En présence d’une foule nombreuse : Ahmed Benaïssa enterré à El Alia

À la cité Rabia Tahar de Bab-Ezzouar (Alger), devant l’immeuble 31 où résidait le regretté Ahmed Benaïssa, la consternation était sur tous les visages. Benaïssa y a vécu depuis plus de trente ans et a marqué les esprits par sa modestie et sa disponibilité, comme en témoignent ses voisins.

Plusieurs  personnes sont venues  rendre un dernier hommage à cette grande figure du cinéma. Il y avait ses voisins et les membres de sa famille mais aussi ses nombreux compagnons du monde artistique. On peut y reconnaître Merzak Allouache, Ziani Cherif Ayad, Hacen Benzerari, Abdelhamid Rabia, Mustapha Ayad, Rachid Djerourou, Nabil Asli, Laid Djelloul, Mohamed Cherchal, et bien d’autres encore du monde du 7e  et du 4e art.
C’est tout d’abord Abdelhak, le frère cadet d’Ahmed Benaïssa, qui évoque son aîné. «Ahmed a vécu sa jeunesse loin de la famille. Notre père qui était recherché par l’armée française, s’est enfui  en France en l’emmenant avec lui. Lorsque notre père a été arrêté, il s’est retrouvé seul en France. Malgré tout, il a su se prendre en charge en y effectuant des études. Par la suite, il est rentré au pays pour suivre le parcours que vous connaissez». «Je viens de perdre mon second père et mon ami. Il est mort dans un lieu qu’il aimait et qui est le temple du cinéma».
Nesreddine Aouragh est un voisin d’Ahmed Benaïssa. «Il était toujours à l’écoute des autres. Il nous a appris énormément car il était d’une grande culture et prenait toujours le temps d’expliquer les choses». Abderrahmane, un jeune du quartier, évoque avec émotion le défunt Ahmed Benaïssa. «Il était plus qu’un voisin, il était notre père à tous. C’était un homme respectueux et d’une grande simplicité», dira-t-il.
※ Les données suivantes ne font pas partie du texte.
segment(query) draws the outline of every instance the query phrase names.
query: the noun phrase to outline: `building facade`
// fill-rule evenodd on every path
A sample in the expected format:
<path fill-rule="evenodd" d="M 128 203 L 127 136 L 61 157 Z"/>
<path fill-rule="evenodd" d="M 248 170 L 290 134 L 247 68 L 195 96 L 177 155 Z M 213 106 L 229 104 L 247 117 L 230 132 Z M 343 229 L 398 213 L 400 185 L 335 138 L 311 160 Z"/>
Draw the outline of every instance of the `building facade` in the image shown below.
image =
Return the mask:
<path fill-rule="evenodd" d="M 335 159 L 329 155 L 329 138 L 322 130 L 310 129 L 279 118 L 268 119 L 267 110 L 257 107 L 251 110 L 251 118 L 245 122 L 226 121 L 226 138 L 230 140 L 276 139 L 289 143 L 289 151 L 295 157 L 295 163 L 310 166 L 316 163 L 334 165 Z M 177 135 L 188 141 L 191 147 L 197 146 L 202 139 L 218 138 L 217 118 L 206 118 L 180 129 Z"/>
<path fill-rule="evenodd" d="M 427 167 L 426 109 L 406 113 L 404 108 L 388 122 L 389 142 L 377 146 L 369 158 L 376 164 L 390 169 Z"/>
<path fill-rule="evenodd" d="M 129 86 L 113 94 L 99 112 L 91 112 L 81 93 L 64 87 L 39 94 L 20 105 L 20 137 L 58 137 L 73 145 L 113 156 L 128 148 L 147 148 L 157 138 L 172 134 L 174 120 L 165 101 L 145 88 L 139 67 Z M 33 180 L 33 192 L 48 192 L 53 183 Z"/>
Hacen Benzerari regrette la perte d’un grand monsieur du cinéma. « Il était un exemple extraordinaire pour ses partenaires et tous ceux qui l’entouraient». Pour Ziani Cherif Ayad, «Ahmed était un personnage dans le sens positif du terme. Il était très curieux des arts en général, chose rare chez beaucoup d’artistes. Il fait partie d’une génération qui avait la vraie passion du théâtre et du cinéma.»
Après la prière du mort à la mosquée du quartier, la dépouille du défunta été accompagnée par ses amis et voisins à sa dernière demeure au cimetière El Alia à Alger.